Is that supposed to be a good thing?

It seems that every time someone who considers their own life not worth living asks for help ending it, some rentagob pops up claiming it'll be the thin end of the wedge on the road to the mass murder of disabled people.

Thin-end-of-the-wedge arguments are typically bogus, relying as they do on the logic that to do something which in itself seems justifiable could be 'wrong' because if the process taken to get from where we are now to the suggested new state was taken far further to a complete extreme with no control at all, the end result would be bad.
That logic effectively suggests that there's something magically stable about where we currently are, and that people can't be trusted to set limits anywhere else, whereas in reality most of the positions that a society takes are some kind of compromise, relying on legal limits to define what is and isn't allowed rather than some anything goes free-for-all situation, but where the positions do change over time without hurtling off to horrifying extremes every time anything changes.

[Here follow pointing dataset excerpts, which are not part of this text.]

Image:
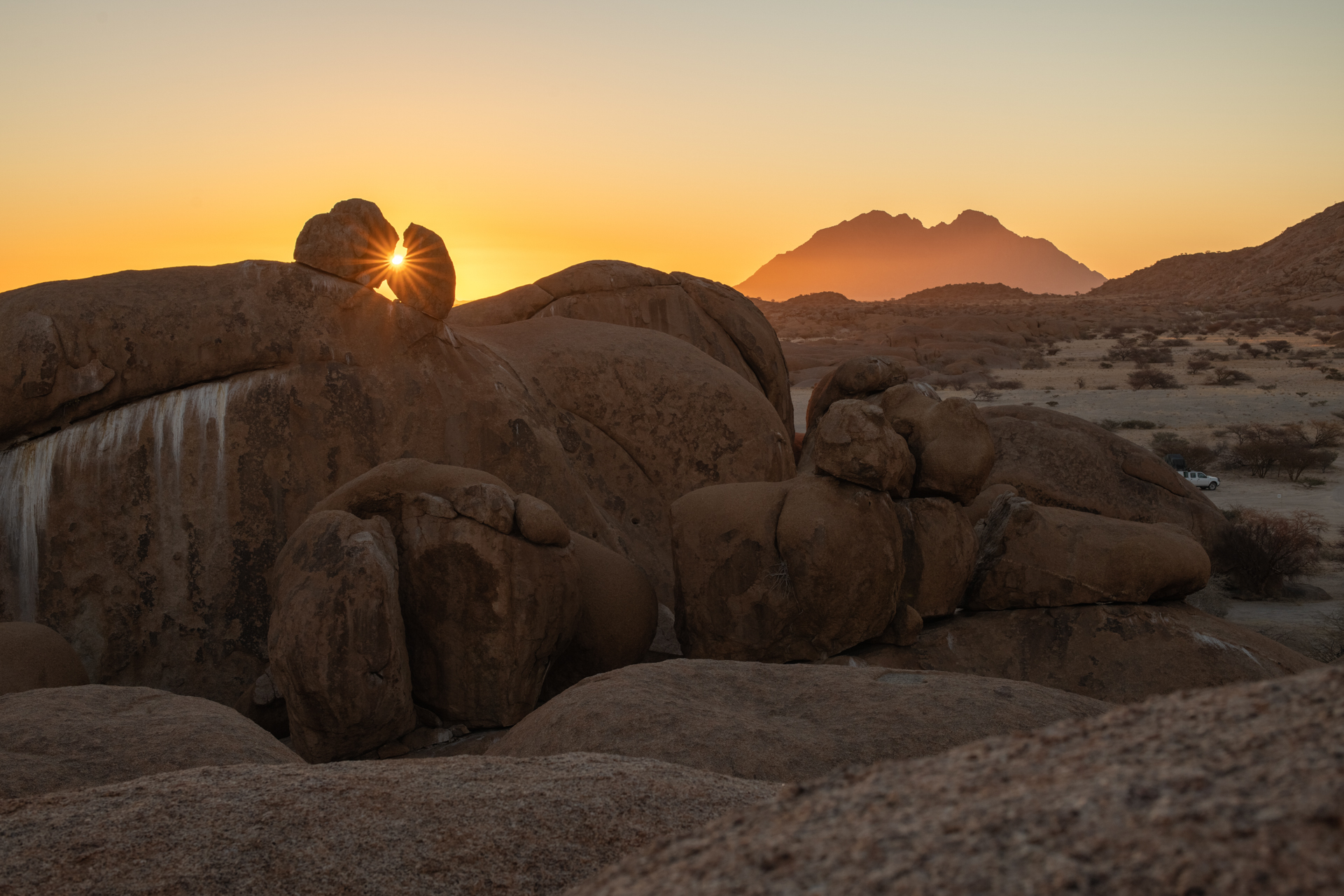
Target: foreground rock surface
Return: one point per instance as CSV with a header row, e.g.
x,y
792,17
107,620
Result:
x,y
778,571
1114,653
783,722
73,738
244,394
1237,790
34,656
463,825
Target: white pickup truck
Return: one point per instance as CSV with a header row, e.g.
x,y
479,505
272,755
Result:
x,y
1202,480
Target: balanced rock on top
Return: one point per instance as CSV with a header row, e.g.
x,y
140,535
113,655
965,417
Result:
x,y
353,241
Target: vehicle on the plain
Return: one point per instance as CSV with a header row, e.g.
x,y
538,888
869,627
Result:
x,y
1202,480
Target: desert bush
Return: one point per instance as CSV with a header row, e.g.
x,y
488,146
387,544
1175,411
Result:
x,y
1152,379
1228,377
1268,547
1199,456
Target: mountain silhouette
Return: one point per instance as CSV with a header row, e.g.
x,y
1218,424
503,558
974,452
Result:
x,y
1306,260
878,255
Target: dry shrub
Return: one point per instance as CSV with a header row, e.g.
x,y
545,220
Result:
x,y
1268,547
1152,379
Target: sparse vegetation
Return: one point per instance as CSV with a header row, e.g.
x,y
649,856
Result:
x,y
1228,377
1270,547
1152,379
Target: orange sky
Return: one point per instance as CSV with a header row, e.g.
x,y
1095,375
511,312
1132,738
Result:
x,y
691,136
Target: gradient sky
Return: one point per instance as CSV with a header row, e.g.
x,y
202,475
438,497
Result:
x,y
685,136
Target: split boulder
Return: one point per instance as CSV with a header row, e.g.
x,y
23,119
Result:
x,y
426,279
353,241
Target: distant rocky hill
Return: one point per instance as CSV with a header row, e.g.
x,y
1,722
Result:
x,y
1306,261
878,257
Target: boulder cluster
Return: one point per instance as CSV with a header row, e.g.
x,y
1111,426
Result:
x,y
571,564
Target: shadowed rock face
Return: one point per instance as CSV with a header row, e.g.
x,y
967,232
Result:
x,y
85,736
1234,790
1114,653
34,656
343,828
1060,461
241,396
783,722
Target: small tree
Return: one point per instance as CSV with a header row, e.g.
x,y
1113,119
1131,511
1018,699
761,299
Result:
x,y
1152,379
1269,547
1227,377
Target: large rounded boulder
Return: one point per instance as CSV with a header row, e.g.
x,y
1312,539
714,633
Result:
x,y
1041,556
783,722
76,738
778,571
1234,790
1120,653
164,433
456,827
715,318
1057,460
34,656
337,644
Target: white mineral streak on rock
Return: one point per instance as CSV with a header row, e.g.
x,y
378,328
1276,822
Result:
x,y
99,444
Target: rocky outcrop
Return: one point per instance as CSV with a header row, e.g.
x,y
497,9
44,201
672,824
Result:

Working on thin-end-of-the-wedge logic, almost nothing could ever be changed in any direction since the risk of a potential worst-case situation resulting would be too great.

Though it's one of those positions virtually impossible to prove wrong.
If someone bangs on about assisted dying being on the road to some kind of 'life unworthy of life' policy and things do change a little to allow assisted dying with tight controls but the sky doesn't fall as a result, the campaigner will congratulate themselves on how their campaigning stopped people going too far, they way they inevitably would have done without the campaigning happening.
Be it no change, small change, or extreme change, the thin-end-of-the-wedger can either pat themselves on the back for having averted disaster, or pat themselves on the back for being proved right.

And as for the bishops, some might have some meaningful insights as a result of their life experience, as might any number of of other people.
If so, let the bishops, (depending on the system we end up with), convince either the government or the people of their personal usefulness, and either be appointed for a term as individuals or stand for election as individuals, rather than having some automatic right to have a permanent seat on the basis of nothing more than how far they managed to get up a religious management structure.